2 entry daha
  • günümüz ilişkilerinin pek çoğunda gözlemlenebilen bağ. sağlıklı bir aile ortamında, ebeveynlerinden gerekli bakımları alarak güvenli bağlanmayla tanışmış bir avuç insanı hariç tutarsak geriye kalan duygu gazileri olarak hepimiz hayatımızın bir döneminde mutlaka bu bağı kurmuşuzdur.

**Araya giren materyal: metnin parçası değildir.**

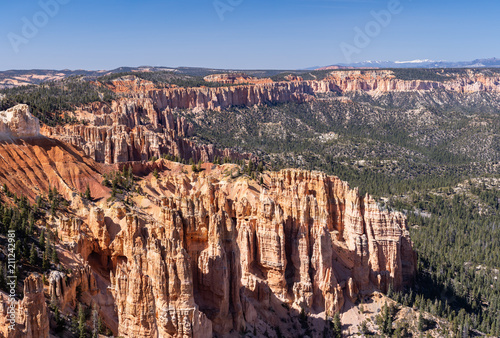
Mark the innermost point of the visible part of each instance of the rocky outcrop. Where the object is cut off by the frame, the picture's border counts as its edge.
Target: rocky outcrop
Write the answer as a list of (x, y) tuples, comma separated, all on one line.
[(384, 81), (143, 124), (17, 122), (134, 130), (236, 78), (30, 167), (213, 255), (32, 311)]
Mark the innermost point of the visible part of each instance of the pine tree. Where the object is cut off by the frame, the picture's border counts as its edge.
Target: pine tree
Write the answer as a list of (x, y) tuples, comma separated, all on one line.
[(421, 322), (42, 238), (82, 329), (45, 261), (33, 254), (2, 277), (337, 327), (87, 193), (55, 257)]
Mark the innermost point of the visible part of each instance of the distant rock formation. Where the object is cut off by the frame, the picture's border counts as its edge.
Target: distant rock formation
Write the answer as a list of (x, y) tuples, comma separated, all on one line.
[(17, 122)]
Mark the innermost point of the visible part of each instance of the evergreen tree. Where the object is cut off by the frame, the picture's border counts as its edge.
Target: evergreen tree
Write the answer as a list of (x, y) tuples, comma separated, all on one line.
[(421, 322), (82, 328), (33, 255), (337, 326), (87, 193), (42, 238), (55, 257)]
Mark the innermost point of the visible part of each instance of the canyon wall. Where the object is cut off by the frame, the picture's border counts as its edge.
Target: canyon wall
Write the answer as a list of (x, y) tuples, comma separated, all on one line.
[(142, 124), (17, 122), (216, 256)]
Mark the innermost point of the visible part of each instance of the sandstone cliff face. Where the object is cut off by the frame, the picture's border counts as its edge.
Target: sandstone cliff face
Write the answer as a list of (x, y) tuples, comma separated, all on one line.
[(142, 124), (213, 255), (235, 78), (32, 319), (134, 130), (198, 254), (383, 81), (17, 122)]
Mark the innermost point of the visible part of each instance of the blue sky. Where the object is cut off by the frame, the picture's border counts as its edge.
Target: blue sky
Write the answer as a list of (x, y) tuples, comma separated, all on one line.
[(253, 34)]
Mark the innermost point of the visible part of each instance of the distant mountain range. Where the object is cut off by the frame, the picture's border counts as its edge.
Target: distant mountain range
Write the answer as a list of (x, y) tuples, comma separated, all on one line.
[(478, 63)]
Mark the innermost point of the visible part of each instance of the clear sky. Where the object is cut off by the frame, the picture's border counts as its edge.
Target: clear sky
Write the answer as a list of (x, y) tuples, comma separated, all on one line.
[(247, 34)]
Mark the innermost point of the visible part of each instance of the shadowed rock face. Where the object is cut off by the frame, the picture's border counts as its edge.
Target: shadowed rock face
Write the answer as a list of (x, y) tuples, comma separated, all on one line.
[(203, 254), (212, 255), (17, 122), (143, 123)]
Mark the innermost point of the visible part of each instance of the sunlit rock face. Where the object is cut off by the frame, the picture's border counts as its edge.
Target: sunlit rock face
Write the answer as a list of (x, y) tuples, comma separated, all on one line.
[(17, 122)]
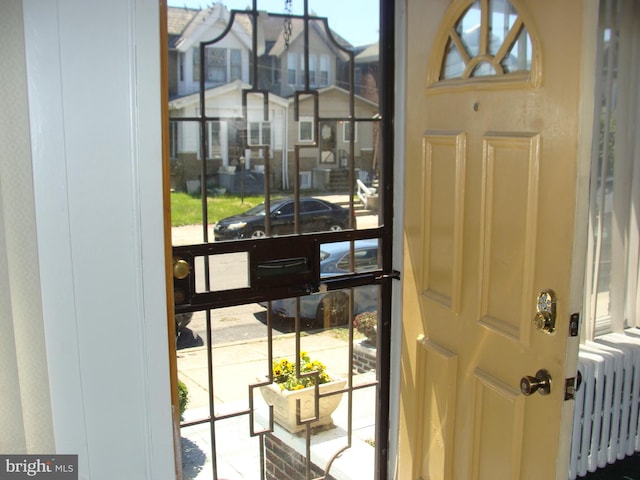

    bu bağın hüküm sürdüğü ilişkilerde, ilişkinin başındaki ve klasikleşen ayrılık döngüsünün barışma faslındaki güzel zamanları çıkarınca ortada nükleer atıktan farksız bir melanet kalır. düşman götüne diyebileceğimiz bu saçmalığın en büyük sebebi hissedilen keskin suçluluk duygusudur. sonucunda da derin bir huzursuzluk çöreklenir. bu suçluluk duygusu ilişki esnasında oluşmaz. uyandırılmak üzere bekleyen bir godzilladır. yüzeye çıkıp ortalığı tarumar etmesi için tetiklenmesi yeterli. tetiklenmesine sebep olanlar da en başta tohumları atılırken yaşananlarla ilgili. geçmişte eksik ya da yanlış olan her neyse buradan beslenir.

    örneğin bağımlılık örüntülerine sahip biri için kontrolcü, baskıcı, aşırı kıskanç tavırlar cazip gelir. geçmişte terk edilme öyküsü yaşandıysa cezalandırma, yoksun bırakma, görmezden gelme temel uyaranlardan. kusurluluk hâkim olduğunda yüksek doz eleştiri, küçümseyici söylemler, yetersiz hissettiren davranışlar olmazsa olmaz. bu şekilde daha pek çok şema ve her birinin de kendi dağına göre karı var. travma bağının kurulabilmesi için geriye sadece bu karları çığa çevirecek partner seçimi kalır. arkadaş, sevgili, eş ya da ihtiyaç duyduğu her neyse kişi eliyle koymuş gibi bulur. sonra gelsin kaos, kan ve gözyaşı.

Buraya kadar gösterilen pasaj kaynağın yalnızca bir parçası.